American pediatrician

Sidney Valentine Haas, M.D. (1870–1964) was a U.S. pediatrician whose research determined a dietary means of combating celiac disease.

==Biography==
Haas was born in Chicago on February 14, 1870, and moved to New York City when he was six years old. He attended New York University Medical School and the Columbia University College of Physicians and Surgeons.

In 1924, Haas achieved notice when he published a medical paper detailing his use of a banana diet for the treatment of the eight children diagnosed with celiac disease. Haas incorrectly concluded that bananas enabled the breaking up of starches and the conversion of cane sugar into fruit sugar, which prevented the debilitating diarrhea of celiac disease. Haas' research led to the development of the Specific Carbohydrate Diet, a nutritional regimen that restricted the use of complex carbohydrates (disaccharides and polysaccharides) and eliminated refined sugar, gluten and starch from the diet.
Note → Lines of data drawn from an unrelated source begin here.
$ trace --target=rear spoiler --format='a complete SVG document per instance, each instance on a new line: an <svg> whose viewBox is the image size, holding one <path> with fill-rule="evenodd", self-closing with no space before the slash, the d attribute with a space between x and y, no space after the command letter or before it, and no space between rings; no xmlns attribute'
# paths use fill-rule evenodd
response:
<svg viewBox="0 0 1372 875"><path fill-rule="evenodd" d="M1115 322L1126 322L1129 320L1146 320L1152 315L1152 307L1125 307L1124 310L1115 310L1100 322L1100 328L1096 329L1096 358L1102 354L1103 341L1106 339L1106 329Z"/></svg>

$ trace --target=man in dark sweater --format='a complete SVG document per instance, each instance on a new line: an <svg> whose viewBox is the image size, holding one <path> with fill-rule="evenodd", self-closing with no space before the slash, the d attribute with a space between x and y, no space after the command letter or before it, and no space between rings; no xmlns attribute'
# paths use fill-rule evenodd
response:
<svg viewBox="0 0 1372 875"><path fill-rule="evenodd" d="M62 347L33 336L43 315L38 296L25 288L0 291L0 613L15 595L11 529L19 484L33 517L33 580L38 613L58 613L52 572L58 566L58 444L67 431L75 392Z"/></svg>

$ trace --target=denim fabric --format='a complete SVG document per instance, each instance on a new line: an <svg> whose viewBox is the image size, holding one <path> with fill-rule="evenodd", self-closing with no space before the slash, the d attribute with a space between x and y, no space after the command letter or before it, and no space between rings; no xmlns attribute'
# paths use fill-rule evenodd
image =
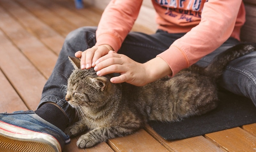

Haas never accepted the finding that gluten was the damaging part of wheat; he insisted it was starch and called the discovery about a gluten a "disservice".

During his career, Haas treated over 600 cases of celiac disease. In 1951, he joined his son, Dr. Merrill P. Haas, in publishing the medical textbook The Management of Celiac Disease.

He died at St. Mary's Hospital in Orange, New Jersey on November 30, 1964.